My mother wants me to be a durable power of attorney and she lives in Florida. I live in Chicago. Do i need to go to Florida just to sign this document or can I sign it in front of a notary in Chicago and send it to her?
According to Section 709.2105(2), Florida Statutes, for a Florida Power of Attorney ("POA") to be valid, it "must be signed by the principal and by two subscribing witnesses and be acknowledged by the principal before a notary public or as otherwise provided in s. 695.03."
If you are going to be the attorney-in-fact under the POA, you do not need to sign anything in the POA.
Your mother should be careful in using online POA forms.
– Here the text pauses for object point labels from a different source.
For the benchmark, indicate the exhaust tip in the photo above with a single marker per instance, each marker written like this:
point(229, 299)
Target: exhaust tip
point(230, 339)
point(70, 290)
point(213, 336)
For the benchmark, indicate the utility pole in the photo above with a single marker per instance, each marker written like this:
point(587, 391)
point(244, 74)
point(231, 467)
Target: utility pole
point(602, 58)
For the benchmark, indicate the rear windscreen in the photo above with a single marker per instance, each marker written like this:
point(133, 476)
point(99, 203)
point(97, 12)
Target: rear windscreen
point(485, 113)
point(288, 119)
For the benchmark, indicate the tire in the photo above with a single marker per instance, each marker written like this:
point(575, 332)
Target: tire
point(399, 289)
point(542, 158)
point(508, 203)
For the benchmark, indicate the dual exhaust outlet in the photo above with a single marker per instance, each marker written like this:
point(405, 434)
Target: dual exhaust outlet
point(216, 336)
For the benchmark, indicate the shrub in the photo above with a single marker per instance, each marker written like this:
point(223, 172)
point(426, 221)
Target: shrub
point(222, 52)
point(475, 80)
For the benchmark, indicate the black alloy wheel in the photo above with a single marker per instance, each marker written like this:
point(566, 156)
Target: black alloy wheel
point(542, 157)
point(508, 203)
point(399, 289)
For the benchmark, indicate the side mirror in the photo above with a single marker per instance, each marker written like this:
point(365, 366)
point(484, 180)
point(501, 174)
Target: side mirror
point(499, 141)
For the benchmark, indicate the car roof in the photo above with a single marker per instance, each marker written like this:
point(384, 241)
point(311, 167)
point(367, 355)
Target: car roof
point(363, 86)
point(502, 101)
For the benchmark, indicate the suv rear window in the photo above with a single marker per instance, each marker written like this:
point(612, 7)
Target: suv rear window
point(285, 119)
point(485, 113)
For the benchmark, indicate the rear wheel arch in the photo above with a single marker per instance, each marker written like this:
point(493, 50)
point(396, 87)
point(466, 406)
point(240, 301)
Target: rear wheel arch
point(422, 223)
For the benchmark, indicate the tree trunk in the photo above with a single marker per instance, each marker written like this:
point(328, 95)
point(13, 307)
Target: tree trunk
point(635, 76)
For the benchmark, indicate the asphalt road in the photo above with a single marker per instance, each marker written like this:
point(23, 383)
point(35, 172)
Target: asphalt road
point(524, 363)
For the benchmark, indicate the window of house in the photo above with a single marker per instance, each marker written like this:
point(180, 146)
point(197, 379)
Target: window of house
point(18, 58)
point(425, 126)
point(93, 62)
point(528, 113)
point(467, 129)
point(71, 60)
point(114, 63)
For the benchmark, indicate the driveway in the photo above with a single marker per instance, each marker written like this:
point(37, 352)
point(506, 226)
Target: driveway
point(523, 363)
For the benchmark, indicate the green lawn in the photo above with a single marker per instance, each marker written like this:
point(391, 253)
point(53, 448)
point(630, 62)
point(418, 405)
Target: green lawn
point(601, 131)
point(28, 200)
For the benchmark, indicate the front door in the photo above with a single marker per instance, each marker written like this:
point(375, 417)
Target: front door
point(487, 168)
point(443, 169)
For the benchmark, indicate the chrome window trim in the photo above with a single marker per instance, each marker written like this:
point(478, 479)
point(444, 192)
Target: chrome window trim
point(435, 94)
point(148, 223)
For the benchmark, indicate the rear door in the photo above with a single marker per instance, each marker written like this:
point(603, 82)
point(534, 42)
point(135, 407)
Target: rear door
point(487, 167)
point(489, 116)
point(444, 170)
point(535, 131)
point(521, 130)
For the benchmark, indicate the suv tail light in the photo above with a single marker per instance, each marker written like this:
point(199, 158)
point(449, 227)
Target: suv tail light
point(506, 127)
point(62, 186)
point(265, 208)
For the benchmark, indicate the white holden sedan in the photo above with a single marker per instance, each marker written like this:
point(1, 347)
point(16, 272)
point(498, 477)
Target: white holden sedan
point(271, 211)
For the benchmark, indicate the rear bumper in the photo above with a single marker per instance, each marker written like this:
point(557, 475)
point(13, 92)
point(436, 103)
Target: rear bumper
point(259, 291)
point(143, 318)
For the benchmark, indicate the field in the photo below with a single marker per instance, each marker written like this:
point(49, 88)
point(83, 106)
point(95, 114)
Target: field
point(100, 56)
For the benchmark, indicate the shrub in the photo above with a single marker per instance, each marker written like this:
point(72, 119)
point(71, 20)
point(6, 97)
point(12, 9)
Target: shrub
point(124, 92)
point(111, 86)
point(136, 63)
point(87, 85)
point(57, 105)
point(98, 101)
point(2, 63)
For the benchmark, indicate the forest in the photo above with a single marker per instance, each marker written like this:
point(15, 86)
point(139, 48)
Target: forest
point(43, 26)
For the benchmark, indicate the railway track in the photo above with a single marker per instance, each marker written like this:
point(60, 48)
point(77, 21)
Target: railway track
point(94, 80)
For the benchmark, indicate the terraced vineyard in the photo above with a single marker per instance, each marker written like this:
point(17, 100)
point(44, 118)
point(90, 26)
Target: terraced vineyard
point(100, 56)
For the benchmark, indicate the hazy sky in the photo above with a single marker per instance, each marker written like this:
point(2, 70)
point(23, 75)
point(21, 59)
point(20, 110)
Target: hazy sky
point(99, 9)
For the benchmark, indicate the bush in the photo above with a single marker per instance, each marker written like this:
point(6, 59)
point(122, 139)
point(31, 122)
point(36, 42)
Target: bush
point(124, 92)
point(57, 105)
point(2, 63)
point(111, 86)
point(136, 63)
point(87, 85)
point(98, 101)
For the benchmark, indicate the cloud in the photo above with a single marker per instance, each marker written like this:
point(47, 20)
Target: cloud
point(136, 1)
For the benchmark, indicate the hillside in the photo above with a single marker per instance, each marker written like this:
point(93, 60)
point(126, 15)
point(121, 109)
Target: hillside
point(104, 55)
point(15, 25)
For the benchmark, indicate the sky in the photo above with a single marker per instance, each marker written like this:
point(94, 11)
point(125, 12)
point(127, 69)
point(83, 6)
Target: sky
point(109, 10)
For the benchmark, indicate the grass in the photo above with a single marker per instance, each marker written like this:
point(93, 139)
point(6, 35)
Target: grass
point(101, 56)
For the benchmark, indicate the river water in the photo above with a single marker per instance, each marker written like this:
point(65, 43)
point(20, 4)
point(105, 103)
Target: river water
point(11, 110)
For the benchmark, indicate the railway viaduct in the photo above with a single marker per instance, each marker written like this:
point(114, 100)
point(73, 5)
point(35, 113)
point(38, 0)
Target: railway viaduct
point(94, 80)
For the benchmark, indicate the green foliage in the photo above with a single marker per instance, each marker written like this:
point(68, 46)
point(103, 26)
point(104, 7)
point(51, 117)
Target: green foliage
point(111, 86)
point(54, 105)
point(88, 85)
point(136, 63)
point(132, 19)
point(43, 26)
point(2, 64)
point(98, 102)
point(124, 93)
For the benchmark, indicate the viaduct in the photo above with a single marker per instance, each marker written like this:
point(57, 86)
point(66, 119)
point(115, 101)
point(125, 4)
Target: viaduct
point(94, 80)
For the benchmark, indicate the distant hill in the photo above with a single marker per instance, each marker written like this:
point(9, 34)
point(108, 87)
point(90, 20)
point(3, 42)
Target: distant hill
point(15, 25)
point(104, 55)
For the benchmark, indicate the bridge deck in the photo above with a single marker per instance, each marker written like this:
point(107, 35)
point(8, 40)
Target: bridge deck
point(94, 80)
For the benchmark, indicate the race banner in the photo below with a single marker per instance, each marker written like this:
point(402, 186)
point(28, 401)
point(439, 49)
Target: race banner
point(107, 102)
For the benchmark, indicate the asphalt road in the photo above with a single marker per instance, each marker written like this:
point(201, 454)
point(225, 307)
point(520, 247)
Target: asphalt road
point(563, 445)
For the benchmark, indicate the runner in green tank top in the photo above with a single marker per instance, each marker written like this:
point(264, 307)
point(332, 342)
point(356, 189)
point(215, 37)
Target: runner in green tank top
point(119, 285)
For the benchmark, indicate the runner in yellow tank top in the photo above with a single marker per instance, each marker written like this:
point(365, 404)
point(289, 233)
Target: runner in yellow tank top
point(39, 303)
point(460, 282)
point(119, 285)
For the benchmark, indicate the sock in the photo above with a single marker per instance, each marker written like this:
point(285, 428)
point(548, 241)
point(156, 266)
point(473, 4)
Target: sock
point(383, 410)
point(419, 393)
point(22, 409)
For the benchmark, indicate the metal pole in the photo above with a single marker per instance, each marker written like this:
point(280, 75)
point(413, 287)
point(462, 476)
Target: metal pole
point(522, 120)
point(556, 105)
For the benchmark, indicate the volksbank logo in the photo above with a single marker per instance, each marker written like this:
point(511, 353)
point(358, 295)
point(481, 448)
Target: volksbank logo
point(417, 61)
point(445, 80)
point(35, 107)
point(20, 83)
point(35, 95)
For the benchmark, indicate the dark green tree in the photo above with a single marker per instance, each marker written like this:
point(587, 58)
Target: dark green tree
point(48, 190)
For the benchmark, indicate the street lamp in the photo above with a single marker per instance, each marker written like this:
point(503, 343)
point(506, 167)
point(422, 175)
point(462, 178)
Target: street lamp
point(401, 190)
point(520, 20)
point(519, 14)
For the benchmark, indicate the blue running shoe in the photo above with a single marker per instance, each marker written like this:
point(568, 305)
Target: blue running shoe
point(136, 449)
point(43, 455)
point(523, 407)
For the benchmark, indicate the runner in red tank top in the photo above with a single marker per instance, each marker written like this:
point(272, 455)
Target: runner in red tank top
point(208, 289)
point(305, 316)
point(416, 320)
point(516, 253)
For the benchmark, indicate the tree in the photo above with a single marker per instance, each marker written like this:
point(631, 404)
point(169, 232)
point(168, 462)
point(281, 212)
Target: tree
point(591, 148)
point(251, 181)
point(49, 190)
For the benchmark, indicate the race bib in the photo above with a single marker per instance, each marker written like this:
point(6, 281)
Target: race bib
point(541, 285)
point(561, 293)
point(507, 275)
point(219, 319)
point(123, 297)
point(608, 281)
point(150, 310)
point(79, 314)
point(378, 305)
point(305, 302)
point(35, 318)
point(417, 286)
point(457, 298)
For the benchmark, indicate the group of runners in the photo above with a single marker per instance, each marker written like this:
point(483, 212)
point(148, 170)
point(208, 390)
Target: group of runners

Florida has strict requirements for POAs, and some online forms might not follow the strict requirements of Florida.
Your mother should should consult with a lawyer regarding these important documents. She might be paying less for online forms, but might not be guaranteed of its validity. A lawyer can also tailor-fit a POA for exactly what your mother needs for a POA.
No attorney-client relationship is formed through interaction with this attorney on this forum. Any response by this attorney to a question on this forum is for general information purposes only, and should not be construed as legal advice. You should not take any action based on the information in this forum. You should consult with an attorney regarding your case.
Attorney Perez is 100% correct. Florida's strict requirements for specific authority to be given is not something that can easily be done with online forms. It is vital that she see an attorney regarding these matters in order to ensure that her appointed attorney-in-fact is permitted to act on her behalf in the most effective way possible.